Students who are blind (see Blindness and education) or have very low vision can benefit from using the technology to convey words and then hear the computer recite them, as well as use a computer by commanding with their voice, instead of having to look at the screen and keyboard.
Students who are physically disabled or suffer from Repetitive strain injury/other injuries to the upper extremities can be relieved from having to worry about handwriting, typing, or working with scribe on school assignments by using speech-to-text programs. They can also utilize speech recognition technology to freely enjoy searching the Internet or using a computer at home without having to physically operate a mouse and keyboard.

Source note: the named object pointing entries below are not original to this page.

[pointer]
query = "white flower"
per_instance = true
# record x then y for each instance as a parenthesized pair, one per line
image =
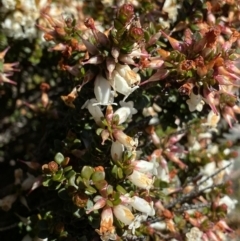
(102, 91)
(142, 205)
(231, 203)
(195, 102)
(124, 139)
(194, 235)
(171, 8)
(107, 230)
(117, 150)
(124, 80)
(136, 223)
(159, 225)
(6, 202)
(207, 184)
(95, 111)
(141, 180)
(123, 213)
(28, 182)
(125, 112)
(143, 166)
(9, 4)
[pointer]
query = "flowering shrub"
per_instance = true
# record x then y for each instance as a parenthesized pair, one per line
(121, 113)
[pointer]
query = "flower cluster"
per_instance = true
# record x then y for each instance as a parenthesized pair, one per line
(142, 154)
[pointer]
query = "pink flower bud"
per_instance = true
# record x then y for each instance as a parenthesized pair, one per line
(123, 213)
(141, 180)
(124, 139)
(95, 111)
(142, 205)
(102, 91)
(117, 150)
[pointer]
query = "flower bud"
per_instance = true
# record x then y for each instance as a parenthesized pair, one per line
(125, 13)
(123, 213)
(53, 166)
(142, 205)
(141, 180)
(124, 139)
(102, 91)
(95, 111)
(117, 150)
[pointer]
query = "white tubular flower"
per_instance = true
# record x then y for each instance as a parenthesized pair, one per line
(136, 223)
(6, 202)
(159, 225)
(9, 4)
(107, 230)
(124, 139)
(195, 102)
(117, 150)
(123, 80)
(125, 112)
(231, 203)
(28, 182)
(141, 180)
(143, 166)
(142, 205)
(194, 234)
(95, 111)
(123, 213)
(102, 91)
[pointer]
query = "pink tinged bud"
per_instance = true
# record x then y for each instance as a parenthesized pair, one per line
(159, 75)
(58, 47)
(107, 230)
(110, 62)
(211, 19)
(232, 67)
(9, 67)
(125, 13)
(74, 70)
(94, 60)
(174, 43)
(223, 226)
(123, 213)
(125, 58)
(155, 63)
(101, 38)
(143, 166)
(123, 114)
(124, 139)
(104, 134)
(117, 150)
(7, 201)
(223, 71)
(95, 111)
(209, 98)
(115, 53)
(102, 91)
(4, 79)
(92, 49)
(142, 205)
(172, 157)
(229, 115)
(101, 202)
(3, 53)
(141, 180)
(212, 236)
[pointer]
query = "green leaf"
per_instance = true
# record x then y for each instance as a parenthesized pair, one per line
(63, 194)
(59, 158)
(87, 172)
(98, 176)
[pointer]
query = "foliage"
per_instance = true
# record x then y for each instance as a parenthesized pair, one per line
(116, 119)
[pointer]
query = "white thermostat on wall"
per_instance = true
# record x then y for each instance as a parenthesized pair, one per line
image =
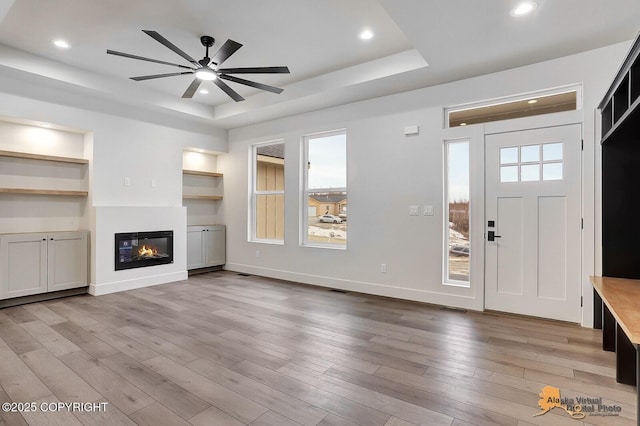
(411, 130)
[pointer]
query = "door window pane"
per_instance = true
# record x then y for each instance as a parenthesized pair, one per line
(530, 154)
(509, 155)
(508, 174)
(552, 151)
(552, 171)
(530, 172)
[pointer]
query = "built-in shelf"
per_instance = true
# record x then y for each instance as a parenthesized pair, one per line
(621, 104)
(43, 157)
(44, 192)
(202, 197)
(200, 173)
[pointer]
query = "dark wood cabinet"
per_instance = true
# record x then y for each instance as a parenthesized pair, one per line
(620, 110)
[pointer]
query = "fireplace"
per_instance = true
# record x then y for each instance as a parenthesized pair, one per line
(140, 249)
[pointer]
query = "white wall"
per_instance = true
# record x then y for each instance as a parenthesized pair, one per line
(387, 172)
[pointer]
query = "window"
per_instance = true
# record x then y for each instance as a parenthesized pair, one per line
(532, 104)
(324, 215)
(531, 163)
(267, 192)
(457, 247)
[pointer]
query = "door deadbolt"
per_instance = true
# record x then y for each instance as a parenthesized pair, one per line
(491, 236)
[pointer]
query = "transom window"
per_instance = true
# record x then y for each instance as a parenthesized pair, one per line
(531, 163)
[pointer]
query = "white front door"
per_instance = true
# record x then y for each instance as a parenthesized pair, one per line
(533, 198)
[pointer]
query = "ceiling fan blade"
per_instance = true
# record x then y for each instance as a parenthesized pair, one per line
(157, 37)
(228, 90)
(255, 70)
(255, 84)
(191, 90)
(228, 48)
(149, 77)
(142, 58)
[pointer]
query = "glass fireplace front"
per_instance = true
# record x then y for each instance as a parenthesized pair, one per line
(140, 249)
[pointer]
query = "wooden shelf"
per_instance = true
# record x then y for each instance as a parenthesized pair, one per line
(43, 157)
(199, 173)
(621, 297)
(44, 192)
(202, 197)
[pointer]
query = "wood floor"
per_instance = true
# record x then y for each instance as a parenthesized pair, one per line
(227, 349)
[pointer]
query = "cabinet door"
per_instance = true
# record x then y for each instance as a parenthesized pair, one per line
(195, 255)
(67, 260)
(23, 265)
(215, 246)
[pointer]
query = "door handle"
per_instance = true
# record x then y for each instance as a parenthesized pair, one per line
(491, 236)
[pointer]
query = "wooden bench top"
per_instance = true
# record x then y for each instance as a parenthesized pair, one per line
(622, 297)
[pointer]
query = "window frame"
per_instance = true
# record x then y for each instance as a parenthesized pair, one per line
(254, 193)
(446, 280)
(304, 185)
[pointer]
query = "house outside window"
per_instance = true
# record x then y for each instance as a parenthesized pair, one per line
(324, 215)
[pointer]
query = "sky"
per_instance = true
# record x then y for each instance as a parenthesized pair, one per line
(328, 169)
(458, 167)
(328, 158)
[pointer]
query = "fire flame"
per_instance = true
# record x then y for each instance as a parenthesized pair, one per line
(144, 251)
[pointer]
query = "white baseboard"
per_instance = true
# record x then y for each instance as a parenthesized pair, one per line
(113, 287)
(463, 302)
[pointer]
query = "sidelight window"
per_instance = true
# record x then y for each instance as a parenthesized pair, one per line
(457, 218)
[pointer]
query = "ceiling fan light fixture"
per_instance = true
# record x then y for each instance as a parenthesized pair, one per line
(366, 35)
(524, 8)
(206, 74)
(62, 44)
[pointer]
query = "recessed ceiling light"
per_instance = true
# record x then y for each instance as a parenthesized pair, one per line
(524, 8)
(62, 44)
(366, 35)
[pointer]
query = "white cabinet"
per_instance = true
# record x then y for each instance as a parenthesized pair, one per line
(42, 262)
(206, 246)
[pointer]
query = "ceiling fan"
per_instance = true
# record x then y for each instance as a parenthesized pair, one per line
(207, 68)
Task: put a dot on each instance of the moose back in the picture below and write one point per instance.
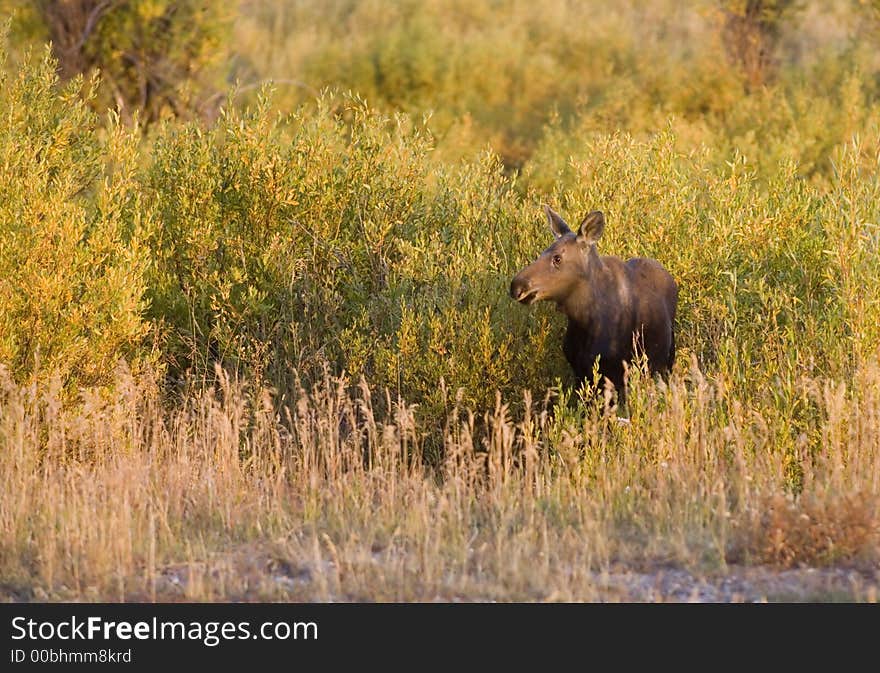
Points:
(614, 308)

Speech recognition can allow students with learning disabilities to become better writers. By saying the words aloud, they can increase the fluidity of their writing, and be alleviated of concerns regarding spelling, punctuation, and other mechanics of writing.
The world of telecommunications is rapidly changing and evolving. The world of speech recognition is rapidly changing and evolving. Early applications of the technology have achieved varying degrees of success. The promise for the future is significantly higher performance for almost every speech recognition technology area, with more robustness to speakers, background noises etc. This will ultimately lead to reliable, robust voice interfaces to every telecommunications service that is offered, thereby making them universally available.